A forma escolhida para apoiar as nações mais pobres foi por meio da cooperação técnica ao desenvolvimento, respeitando a autonomia desses Estados menos favorecidos. Essa postura, segundo o texto, contrasta com a dos países do Norte, onde "estratégias são elaboradas e o apoio é, geralmente, enviado diretamente ao orçamento, como aprovado na Comissão de Assistência ao Desenvolvimento da Organização para a Cooperação e o Desenvolvimento Econômico (OCDE)".

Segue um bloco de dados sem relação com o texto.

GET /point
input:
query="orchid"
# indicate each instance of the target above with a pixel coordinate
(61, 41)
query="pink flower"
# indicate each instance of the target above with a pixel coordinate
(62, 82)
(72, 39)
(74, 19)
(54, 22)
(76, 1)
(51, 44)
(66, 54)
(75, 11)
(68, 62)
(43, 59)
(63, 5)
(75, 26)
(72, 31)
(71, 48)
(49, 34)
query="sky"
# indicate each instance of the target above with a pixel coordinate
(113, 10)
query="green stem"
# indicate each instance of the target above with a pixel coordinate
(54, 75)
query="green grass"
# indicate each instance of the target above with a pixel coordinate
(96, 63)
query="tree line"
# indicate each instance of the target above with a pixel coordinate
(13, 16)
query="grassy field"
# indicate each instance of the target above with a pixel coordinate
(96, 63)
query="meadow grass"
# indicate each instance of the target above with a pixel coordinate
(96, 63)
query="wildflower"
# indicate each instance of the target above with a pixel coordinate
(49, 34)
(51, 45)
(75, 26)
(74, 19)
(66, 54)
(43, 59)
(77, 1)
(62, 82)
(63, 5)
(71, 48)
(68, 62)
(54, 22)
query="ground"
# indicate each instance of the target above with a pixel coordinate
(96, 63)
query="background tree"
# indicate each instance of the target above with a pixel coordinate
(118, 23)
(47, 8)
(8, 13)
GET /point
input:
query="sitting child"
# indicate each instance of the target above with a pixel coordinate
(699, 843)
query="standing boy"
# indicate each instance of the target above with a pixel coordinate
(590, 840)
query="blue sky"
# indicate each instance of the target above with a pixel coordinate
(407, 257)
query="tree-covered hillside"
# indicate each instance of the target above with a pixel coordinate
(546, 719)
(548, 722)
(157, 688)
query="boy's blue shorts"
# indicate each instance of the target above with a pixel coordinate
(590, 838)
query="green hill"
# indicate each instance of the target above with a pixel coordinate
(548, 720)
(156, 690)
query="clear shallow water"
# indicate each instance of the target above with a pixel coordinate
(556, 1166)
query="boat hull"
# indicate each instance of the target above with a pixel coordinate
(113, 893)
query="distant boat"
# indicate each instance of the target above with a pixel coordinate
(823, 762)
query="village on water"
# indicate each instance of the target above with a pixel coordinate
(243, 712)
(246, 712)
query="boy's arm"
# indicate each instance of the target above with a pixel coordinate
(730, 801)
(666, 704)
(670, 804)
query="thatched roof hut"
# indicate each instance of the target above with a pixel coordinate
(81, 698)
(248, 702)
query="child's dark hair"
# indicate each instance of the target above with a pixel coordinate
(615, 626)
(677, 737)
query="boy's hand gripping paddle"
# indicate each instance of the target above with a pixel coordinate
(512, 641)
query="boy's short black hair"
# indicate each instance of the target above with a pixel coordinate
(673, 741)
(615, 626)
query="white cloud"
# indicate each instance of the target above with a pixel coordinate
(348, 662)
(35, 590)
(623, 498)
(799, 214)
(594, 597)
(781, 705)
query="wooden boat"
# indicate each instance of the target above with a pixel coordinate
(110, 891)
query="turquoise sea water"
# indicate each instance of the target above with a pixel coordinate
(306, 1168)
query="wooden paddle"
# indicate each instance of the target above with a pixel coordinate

Agora, alguns emergentes reavaliam a estrutura de cooperação técnica, e um encontro sobre o assunto no Quênia, em dezembro de 2009, teve como resultado uma declaração forte que enfatizou que "a cooperação Sul-Sul não deveria ser vista como ajuda oficial ao desenvolvimento".
O auxílio, sugere o artigo, pode ser mais bem empregado na área ambiental. "Alguns países do Sul estão fazendo experiências com fontes de energias renováveis, como o biodiesel. A Costa Rica anunciou seu objetivo de se tornar o primeiro país sem carbono até 2021, e o governo da China já destinou 3 trilhões de iuanes (US$ 440 bilhões) até 2020 para o desenvolvimento de uma nova fonte energética", exemplifica.
Desafios
Embora as potências emergentes tenham confirmado sua independência ideológica e política em relação a países mais ricos, optando por um Estado forte e escolhendo como destinar a ajuda ao desenvolvimento, ainda enfrentam desafios internos. "O infanticídio feminino ainda é um grave problema na China, as desigualdades diminuíram no Brasil, mas permanecem altas", alerta Andrade. Na África do Sul, a corrupção é um problema sério, enquanto na Índia 25% da população vivem abaixo da linha de pobreza.
"As economias emergentes terão que mostrar que enfrentam desafios de desenvolvimento internos enquanto, ao mesmo tempo, tomam a liderança no debate e adotam práticas para o desenvolvimento global", ressalta a pesquisadora do PNUD.
Melissa destaca que é importante identificar os desafios, assim como se faz necessário criar alternativas para a corrente principal do discurso sobre desenvolvimento. "Novos modelos devem ser inventados", conclui.